Jack links to a piece on Wired by Clive Thompson called "It's time to make code more tinker friendly." He's absolutely right.

The article argues in favour of maintaining "a simple on-ramp" for the web so that those with little experience can jump in and not be put off by overly complex languages and frameworks.

I was immediately reminded of "Resilient Web Design" by Jeremy Keith in which he discusses different types of language. He states that HTML and CSS are declarative languages in which the author "describes a desired outcome without providing step‐by‐step instructions." This is in contrast to imperative languages (like Perl or C++) where precise instructions must be given or nothing works.

But we can go further than that.

In an episode of The Run Loop podcast Laura Savino talks about the difference between human language versus computer languages:

"with natural languages you can get by with a lot of hand waving"

Even if you aren't fluent in a foreign human language you can get by knowing some words, even if your grammar is bad, because the person you are talking to is able to interpret sufficiently to grasp what you are saying.

Coding, however, is exacting in its requirements. If something isn't absolutely correct then you won't get a result.

While browsers can be pretty forgiving in the way they render HTML you still have to be quite clear in what you write. Tags must be correctly closed and nested and you can't forget angle brackets or whole sections of content can be mistaken for malformed attributes and not displayed.

I think about how kids are introduced to programming: getting basic robots to achieve goals by giving them very simple commands - turn left, go forward, if you hit something go the other way.

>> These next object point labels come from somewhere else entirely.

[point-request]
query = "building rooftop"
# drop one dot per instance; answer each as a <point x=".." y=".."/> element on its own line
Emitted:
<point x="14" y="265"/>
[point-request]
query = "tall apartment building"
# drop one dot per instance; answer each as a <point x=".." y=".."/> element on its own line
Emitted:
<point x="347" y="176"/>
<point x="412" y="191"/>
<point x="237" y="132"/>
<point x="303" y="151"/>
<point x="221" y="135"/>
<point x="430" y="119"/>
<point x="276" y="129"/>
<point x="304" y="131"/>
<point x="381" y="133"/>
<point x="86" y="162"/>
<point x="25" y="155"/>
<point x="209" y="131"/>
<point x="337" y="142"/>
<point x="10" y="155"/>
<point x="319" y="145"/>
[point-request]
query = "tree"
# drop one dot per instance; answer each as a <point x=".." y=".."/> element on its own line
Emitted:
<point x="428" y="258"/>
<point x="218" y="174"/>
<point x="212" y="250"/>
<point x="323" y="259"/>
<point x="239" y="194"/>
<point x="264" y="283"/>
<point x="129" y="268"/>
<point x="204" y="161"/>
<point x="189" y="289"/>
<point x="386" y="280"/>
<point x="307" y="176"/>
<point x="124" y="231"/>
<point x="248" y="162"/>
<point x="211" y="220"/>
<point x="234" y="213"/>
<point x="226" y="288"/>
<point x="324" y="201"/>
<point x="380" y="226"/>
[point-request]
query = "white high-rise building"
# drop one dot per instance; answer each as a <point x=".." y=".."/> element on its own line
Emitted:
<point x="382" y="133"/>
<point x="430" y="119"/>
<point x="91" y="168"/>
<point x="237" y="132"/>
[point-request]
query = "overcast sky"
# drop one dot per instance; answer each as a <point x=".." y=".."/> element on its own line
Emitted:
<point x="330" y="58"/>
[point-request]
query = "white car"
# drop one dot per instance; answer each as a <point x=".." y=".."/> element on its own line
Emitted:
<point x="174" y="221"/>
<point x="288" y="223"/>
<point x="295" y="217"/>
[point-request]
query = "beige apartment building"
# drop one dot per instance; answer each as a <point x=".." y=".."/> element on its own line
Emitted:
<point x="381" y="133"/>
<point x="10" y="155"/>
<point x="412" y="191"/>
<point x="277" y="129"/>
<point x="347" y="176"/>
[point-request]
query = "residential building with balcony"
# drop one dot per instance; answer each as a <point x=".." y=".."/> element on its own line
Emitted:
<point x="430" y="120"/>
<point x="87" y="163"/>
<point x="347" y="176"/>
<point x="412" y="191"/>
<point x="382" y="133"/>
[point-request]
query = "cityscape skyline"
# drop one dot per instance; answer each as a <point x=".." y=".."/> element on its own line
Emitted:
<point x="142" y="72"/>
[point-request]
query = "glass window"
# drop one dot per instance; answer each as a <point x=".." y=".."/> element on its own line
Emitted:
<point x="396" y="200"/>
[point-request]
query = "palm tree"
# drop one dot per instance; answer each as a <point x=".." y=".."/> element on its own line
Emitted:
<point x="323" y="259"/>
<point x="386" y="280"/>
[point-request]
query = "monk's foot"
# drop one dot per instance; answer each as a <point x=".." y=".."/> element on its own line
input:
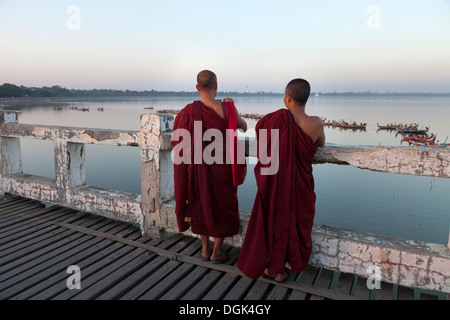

From here consider how functionality within certain apps works where you don't have to be precise, but work within a set of parameters. Rather than giving an exact date you can say "next Wednesday" or "the second Saturday of the month" and the app will interpret this.

Thompson talks about taking existing, well commented code and remixing it, tinkering, to get a grasp on how things work but, what if web development could be simpler?

What if we had engines and parsers (AI?) that could interpret imprecise commands and still return a pretty good approximation of what you intended without even having to write a single HTML tag?

What if we could remove the need to learn by tinkering because the AI took care of all that for us? There's no easier on ramp than your own natural language.